Question

In: Economics

a) Using the Keynesian cross model where the goods market equilibrium is determined and analyzed, graphically...

a) Using the Keynesian cross model where the goods market equilibrium is determined and analyzed, graphically derive the IS curve, and explain each step. Explain what the equilibrium in the goods market implies for the IS curve, i.e., why is the IS curve downward sloping. Also, explain what causes shifts in the IS curve.

b) First, based on the analysis of the financial market equilibrium, graphically derive the LM curve. Explain what the LM curve is and explain in detail why it has its particular shape. Explain what causes shifts in the LM curve.

c) Suppose that the FED sells a large amount of bonds (say, treasury securities) through open market operations. Graphically illustrate and explain in detail what effect this operation will have on the LM curve and the IS curve. Also explain if it cause a shift in the IS and LM curve?

d) Suppose that the US government reduces government spending (G) to reduce the budget deficit (G-T>0). Graphically illustrate and explain in detail what effect this policy will have on the LM curve and the IS curve. Also explain if it cause a shift in the IS and LM curve?

Solutions

Expert Solution

A. GOODS MARKET EQUILIBRIUM : IS CURVE

For the goods market equilibrium, the interest rate is very important and is used to determine the level of investment. Rate of interest (ROI) and investment share an inverse relationship. So, as ROI increases , the investment falls and vice-versa.

So, changes in the ROI has an impact on the aggregate demand by changing the investment demanded component.

The IS curve can be derived through 3 graphs :

In the first graph the graph for interest rate and planned investment is plotted.
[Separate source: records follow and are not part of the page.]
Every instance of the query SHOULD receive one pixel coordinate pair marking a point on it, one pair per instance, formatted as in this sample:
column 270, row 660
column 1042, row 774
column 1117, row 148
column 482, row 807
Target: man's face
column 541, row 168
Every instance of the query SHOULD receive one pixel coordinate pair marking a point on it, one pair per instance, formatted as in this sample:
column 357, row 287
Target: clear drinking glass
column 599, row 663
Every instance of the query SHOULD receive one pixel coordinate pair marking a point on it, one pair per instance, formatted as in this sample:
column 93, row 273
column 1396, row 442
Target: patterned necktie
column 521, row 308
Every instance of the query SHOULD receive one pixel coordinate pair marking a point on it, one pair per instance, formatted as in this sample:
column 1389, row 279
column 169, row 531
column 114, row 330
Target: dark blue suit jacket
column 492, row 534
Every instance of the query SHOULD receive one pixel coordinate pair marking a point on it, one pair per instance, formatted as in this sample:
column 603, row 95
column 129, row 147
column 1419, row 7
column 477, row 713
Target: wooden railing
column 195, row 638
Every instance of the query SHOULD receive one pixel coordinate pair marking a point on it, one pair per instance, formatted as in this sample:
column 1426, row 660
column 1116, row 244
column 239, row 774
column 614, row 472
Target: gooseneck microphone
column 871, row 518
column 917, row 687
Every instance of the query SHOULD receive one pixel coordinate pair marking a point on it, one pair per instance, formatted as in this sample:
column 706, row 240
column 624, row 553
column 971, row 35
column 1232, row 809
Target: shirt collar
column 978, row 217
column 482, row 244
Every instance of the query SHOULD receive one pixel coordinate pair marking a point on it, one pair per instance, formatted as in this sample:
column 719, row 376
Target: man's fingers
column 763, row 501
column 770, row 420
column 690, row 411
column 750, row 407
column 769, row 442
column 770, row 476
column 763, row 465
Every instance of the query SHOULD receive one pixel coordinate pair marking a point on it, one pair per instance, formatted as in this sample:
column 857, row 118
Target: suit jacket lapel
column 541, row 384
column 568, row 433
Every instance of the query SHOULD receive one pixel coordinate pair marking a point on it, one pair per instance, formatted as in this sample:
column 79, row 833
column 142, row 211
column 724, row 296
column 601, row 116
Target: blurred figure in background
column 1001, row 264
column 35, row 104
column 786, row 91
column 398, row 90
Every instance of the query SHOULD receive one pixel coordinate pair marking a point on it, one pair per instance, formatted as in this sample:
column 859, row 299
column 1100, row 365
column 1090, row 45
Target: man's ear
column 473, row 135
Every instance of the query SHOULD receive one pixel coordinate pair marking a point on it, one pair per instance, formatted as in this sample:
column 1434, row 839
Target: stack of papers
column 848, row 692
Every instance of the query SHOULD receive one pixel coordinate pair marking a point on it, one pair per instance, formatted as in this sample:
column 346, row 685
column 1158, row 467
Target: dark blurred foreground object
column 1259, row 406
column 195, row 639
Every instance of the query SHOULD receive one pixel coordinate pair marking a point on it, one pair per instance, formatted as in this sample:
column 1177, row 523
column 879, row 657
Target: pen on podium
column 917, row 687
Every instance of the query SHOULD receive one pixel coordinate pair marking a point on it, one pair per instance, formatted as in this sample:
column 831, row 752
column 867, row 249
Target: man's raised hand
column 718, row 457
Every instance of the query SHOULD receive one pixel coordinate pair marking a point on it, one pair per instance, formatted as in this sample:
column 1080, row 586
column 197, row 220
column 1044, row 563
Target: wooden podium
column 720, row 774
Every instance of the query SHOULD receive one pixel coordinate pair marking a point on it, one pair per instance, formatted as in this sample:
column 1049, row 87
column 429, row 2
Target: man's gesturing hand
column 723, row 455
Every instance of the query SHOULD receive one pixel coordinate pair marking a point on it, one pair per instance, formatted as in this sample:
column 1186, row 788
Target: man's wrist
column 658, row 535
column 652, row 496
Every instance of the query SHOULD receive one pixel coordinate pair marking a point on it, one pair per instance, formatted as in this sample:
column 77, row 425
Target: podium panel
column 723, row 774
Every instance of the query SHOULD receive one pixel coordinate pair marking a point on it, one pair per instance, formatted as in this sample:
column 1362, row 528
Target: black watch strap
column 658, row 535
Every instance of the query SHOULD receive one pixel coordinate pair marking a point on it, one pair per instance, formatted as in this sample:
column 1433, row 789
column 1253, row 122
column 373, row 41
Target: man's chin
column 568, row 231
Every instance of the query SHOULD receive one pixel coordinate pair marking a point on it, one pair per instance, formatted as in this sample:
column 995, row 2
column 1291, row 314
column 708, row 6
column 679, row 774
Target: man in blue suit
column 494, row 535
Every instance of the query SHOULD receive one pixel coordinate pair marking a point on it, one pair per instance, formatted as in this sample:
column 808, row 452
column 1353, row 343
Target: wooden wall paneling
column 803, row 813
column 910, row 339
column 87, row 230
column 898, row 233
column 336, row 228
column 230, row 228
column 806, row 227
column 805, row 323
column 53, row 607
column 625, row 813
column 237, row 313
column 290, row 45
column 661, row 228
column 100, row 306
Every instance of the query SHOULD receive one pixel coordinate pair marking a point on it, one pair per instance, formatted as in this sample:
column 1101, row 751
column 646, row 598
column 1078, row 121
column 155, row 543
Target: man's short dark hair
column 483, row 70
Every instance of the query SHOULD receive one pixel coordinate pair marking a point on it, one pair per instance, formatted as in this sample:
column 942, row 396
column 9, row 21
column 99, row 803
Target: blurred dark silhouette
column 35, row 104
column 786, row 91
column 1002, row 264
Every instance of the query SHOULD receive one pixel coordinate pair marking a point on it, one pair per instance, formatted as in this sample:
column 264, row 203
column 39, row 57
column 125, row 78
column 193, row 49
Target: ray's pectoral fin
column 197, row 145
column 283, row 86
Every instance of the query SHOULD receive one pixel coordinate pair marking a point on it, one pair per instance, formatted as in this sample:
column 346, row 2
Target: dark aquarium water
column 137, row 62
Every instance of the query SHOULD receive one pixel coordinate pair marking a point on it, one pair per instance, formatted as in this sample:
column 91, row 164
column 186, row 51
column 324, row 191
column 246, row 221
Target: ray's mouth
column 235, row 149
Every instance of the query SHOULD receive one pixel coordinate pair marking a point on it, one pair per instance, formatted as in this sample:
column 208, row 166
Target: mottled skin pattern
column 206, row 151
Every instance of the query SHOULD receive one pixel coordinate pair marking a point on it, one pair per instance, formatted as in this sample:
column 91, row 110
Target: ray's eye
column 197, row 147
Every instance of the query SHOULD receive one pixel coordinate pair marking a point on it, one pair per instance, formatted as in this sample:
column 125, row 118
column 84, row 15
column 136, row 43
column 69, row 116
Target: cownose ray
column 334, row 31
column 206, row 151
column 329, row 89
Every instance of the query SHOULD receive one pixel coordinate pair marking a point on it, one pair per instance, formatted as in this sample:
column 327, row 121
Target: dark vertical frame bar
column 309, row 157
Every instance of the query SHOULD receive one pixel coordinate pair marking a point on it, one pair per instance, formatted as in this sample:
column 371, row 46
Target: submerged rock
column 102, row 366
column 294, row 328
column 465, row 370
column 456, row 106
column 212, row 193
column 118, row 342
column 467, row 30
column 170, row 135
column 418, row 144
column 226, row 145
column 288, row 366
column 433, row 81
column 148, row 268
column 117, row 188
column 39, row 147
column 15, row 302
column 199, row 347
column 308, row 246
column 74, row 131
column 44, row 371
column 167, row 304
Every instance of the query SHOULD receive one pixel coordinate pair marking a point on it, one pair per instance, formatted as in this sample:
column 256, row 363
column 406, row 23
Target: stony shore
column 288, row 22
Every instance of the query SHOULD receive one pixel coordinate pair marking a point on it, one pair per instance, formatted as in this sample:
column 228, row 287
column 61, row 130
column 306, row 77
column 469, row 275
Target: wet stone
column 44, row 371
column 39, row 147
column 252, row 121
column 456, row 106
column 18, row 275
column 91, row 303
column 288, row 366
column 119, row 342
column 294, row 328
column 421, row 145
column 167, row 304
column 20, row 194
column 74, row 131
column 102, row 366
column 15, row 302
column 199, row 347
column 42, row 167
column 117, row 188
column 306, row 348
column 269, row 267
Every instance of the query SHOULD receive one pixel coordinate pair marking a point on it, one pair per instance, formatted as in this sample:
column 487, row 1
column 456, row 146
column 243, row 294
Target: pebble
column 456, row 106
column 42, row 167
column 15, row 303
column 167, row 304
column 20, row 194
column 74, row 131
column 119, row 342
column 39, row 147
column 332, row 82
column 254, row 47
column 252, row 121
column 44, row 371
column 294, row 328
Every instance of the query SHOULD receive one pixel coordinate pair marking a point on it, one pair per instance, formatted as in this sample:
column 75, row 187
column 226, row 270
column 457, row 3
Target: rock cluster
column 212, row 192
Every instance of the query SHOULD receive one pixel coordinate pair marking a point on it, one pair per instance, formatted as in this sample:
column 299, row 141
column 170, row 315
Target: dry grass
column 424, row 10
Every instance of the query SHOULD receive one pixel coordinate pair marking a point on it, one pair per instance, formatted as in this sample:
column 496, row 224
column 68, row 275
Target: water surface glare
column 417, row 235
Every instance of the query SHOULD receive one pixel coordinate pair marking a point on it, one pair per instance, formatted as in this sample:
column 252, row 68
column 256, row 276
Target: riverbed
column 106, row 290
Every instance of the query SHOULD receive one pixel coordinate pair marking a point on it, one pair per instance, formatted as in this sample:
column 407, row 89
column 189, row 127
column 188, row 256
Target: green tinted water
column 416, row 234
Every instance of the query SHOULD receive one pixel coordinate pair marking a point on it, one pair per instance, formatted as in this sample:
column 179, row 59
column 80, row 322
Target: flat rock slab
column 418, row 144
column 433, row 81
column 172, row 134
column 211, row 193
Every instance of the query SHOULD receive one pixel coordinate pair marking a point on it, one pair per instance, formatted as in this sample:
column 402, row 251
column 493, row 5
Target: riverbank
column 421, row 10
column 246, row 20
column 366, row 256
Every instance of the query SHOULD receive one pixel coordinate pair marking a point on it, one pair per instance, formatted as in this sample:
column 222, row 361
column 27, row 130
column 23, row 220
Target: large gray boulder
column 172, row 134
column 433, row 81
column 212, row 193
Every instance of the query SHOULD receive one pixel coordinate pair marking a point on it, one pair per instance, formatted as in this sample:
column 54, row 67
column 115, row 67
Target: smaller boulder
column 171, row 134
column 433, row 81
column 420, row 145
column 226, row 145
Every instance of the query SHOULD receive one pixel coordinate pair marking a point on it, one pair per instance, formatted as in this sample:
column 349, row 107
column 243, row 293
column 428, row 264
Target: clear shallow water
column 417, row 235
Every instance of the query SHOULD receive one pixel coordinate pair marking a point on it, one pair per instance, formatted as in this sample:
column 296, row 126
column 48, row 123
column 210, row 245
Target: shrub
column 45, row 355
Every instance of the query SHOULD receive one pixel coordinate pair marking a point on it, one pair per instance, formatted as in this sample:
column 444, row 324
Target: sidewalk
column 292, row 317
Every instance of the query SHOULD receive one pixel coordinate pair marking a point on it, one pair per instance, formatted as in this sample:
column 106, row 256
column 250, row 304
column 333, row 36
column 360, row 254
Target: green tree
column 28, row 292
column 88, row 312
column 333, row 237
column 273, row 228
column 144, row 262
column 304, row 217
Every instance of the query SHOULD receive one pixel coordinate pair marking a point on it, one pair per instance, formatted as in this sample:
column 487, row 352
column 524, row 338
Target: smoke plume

This graph portrays the relationship between the ROI and the planned investment. Since the curve is downward sloping it indicates an inverse relationship and the graph next to it shows the aggregate demand and level of income. So, as ROI falls , investment increase and AD increases and so does the Level of Income. This can be directly observed in the IS curve that has been derived from the other two graphs.

Why is IS curve downward sloping?

As observed above, reducing the ROI leads to an increase in the planned investment expenditure. This increase leads to an uoward shift in the aggregate demand curve and thus an increase in the national income. Hence, a low ROI indicates a higher a National Income and vice-versa. Since there exists an inverse relationship the curve is downward slopinng.

Shifts in IS curve

Changes in the autonomous expenditure leads to a shift in the IS curve.For example government and consumption expenditure.So, expenditure that does not depend on the ROI and income will cause a shift. For instance , the government will increase its expenditure for social welfare will shift the IS curve rightwards.

B. MONEY MARKET EQUILIBRIUM : LM CURVE

The LM curve can be obtained from the analysis of the money market. The demand for money is dependent on two factors the real income and real ROI.

So the LM curve can derived from the intersection of the different money demand curves and the supply as determined by the money authority. The LM curve portrays the relationship between the Level of Income and the ROI.

On the left side graph the family money demand curves are plotted and it can be seen that as ROI increases the Money demand increases. On the right hand side, the income level that relates to the different interest rates determined in the other graph ( money-market equilibrium) are plotted and the LM curve is determined.

Shape of the LM curve

The LM curve is an upward sloping curve because at higher levels of income, demand for money is higher and in the monet market equilibrium between the money demand and supply occurs at a higher interest rate. Hence, this implies ROI and level of income share a direct relationship. Hence, explaining its upward sloping shape.

Shifts

Factors that can shift the LM curve are changes in the money supplied which is fixed and change in the liquidity preference for a level of income mentioned.

C.

The decrease in money supply, with demand for money remaining unchanged, will lead to the increase in rate of interest. At a higher interest there will be less investment by businessmen. Less investment will cause aggregate demand and income to fall. This implies that with contraction in money supply LM curve will shift to the left. Hence the new equilibrium will be at Point B and ROI will increase to R2 and income will fall to Y1.

D.

Fall in Government expendi­ture results in the fall of aggregate demand for goods and services and thereby causes an inward or leftward shift in the IS curve.